Negations turn the associativity and distributivity of ∧ and ∨, into various
tautologies involving implications:
(A ⇒ (B ⇒ C)) ⇔ ((A ∧ B) ⇒ C)
(A ⇒ (B ∨ C))
⇔ ((A ⇒ B) ∨ C)
(A ⇒ (B ∧ C)) ⇔ ((A ⇒ B) ∧ (A ⇒ C))
((A ∨ B) ⇒ C) ⇔
((A ⇒ C) ∧ (B ⇒ C))
((A ⇒ B) ⇒ C) ⇔
((A ∨ C) ∧ (B ⇒ C))
(A ∧ (B ⇒ C)) ⇔
((A ⇒ B) ⇒ (A ∧ C))
Finally, (A ⇒ B)
⇒ ((A∧C) ⇒ (B∧C))
(A ⇒ B) ⇒
((A∨C) ⇒ (B∨C)).
Chains of implications and equivalences
In a different kind of abbreviation, any chain of formulas
linked by ⇔ and/or ⇒ will mean the chain of conjunctions of these
implications or equivalences between adjacent formulas:
(A ⇒ B
⇒ C) ⇔ ((A ⇒ B) ∧ (B ⇒ C)) ⇒
(A ⇒ C)
(A ⇔ B ⇔ C) ⇔ ((A ⇔ B) ∧ (B
⇔ C)) ⇒ (A ⇔ C)
0 ⇒ A ⇒ A ⇒ 1
(¬A) ⇔ (A ⇒ 0) ⇔ (A ⇔ 0)
(A ∧ 1) ⇔ A ⇔ (A ∨ 0) ⇔ (1 ⇒ A) ⇔ (A
⇔ 1)
(A ∧ B) ⇒ A ⇒ (A ∨ B)
1.7. Classes in set theory
In any system, a class is a unary
predicate A seen as the set of objects where A is true, that is «the
class of all x such that A(x)».
In a set theoretical universe,
each set E is synonymous with the class of the x such that x∈E
(defined by the formula x∈E with argument x and parameter E).
However, this involves two different interpretations of the notion of set,
that need to be distinguished as follows.
Standard universes and meta-sets
Interpreting (inserting)
set theory into itself, involves articulating two interpretations (models) of set theory, which
will be distinguished by giving the meta- prefix to the one used as framework. Aside generic
interpretations, set theory has a standard kind of interpretations into itself, where each
set is interpreted by the class (meta-set) of its elements (the synonymous set and
meta-set, i.e. with the same elements, are now equal), and each function is interpreted
by its synonymous meta-function.
This way, any set will be a class, while any class is a meta-set of objects. But some
meta-sets of objects are not classes (no formula with parameters can define them ;
giving examples would be paradoxical as it would mean defining something
undefinable, yet 1.B
introduces such possibilities);
and some classes are not sets, such as the class of all sets (see Russell's
paradox in 1.8), and the universe (class of all objects, defined by 1).
Definiteness classes
Set theory accepts all objects as «elements» that can belong to sets and be
operated by functions (to avoid endless further divisions between sets of
elements, sets of sets, sets of functions, mixed sets...). This might be formalized
keeping 3 types (elements, sets and functions), where each set would have a
copy as element, identified by a functor from sets to elements, and the same for
functions. But beyond these types, our set theory will anyway need more
notions as domains of its structures, which can only be conveniently formalized
as classes. So, let us keep "element" as the only type containing all objects, and
formalize the notions of set and function as classes named by predicate symbols:
Set = «is a set»
Fnc = «is a function»
In first-order logic, any expression is ensured to take a definite value, for
every data of a model and values of all free variables there (by virtue of its
syntactic correction, that is implicit in the concept of «expression»).

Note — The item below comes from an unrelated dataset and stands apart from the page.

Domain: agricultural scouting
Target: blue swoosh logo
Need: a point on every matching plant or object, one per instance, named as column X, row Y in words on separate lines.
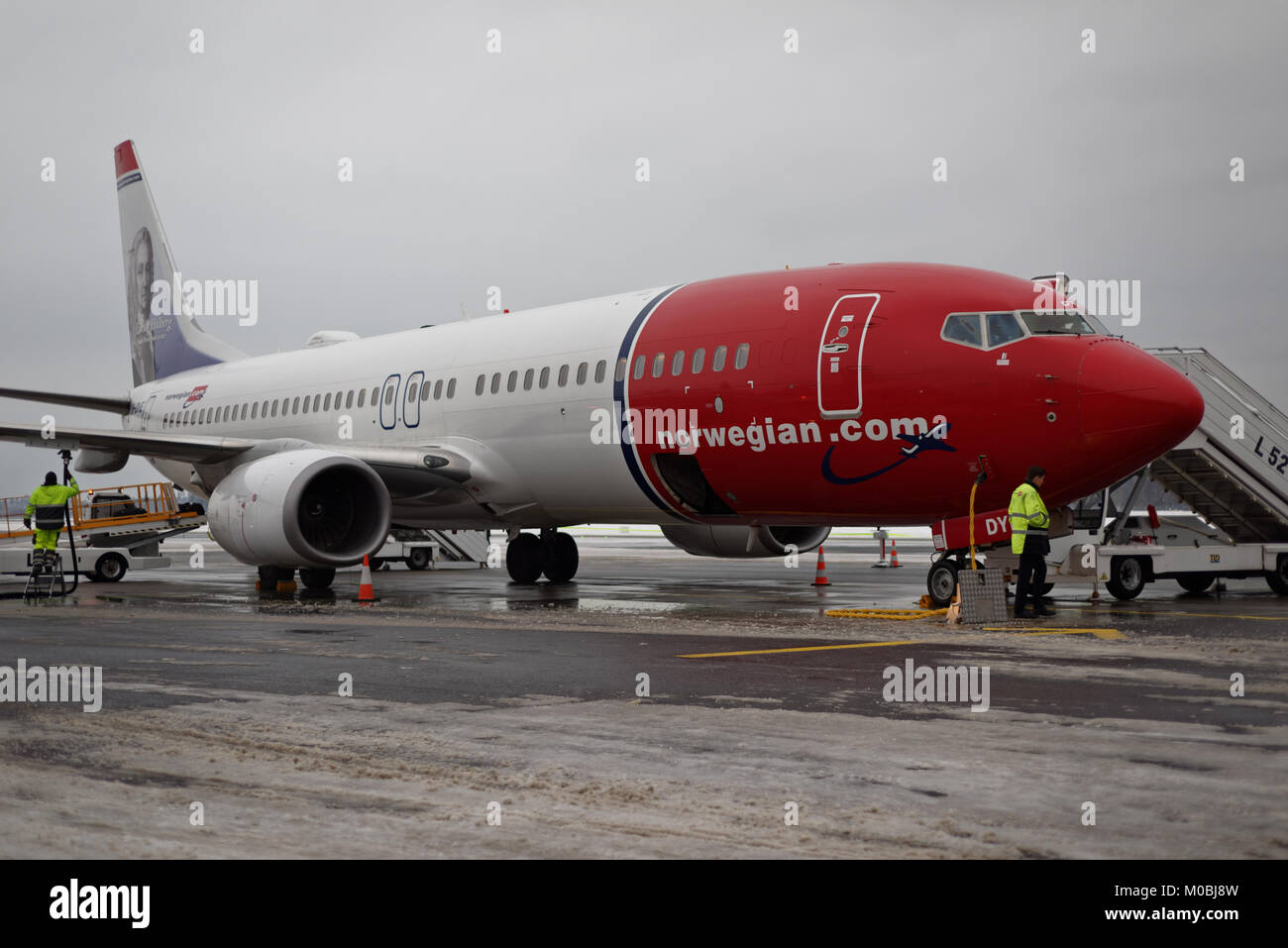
column 915, row 445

But in set theory, this may still depend on the values of free variables.
So, an expression A (and any structure defined from it) will be called
definite, if it actually takes a value for the given values of its free variables
(seen as arguments and parameters of any structure it defines). This condition
is itself an everywhere definite
predicate, expressed by a formula dA with the same free variables.
Choosing one of these as argument, the class it defines is the meta-domain,
called class of definiteness, of the unary structure defined by A.
Expressions should be only used where they are definite, which will be done
rather naturally. The definiteness condition of (x ∈ E) is Set(E).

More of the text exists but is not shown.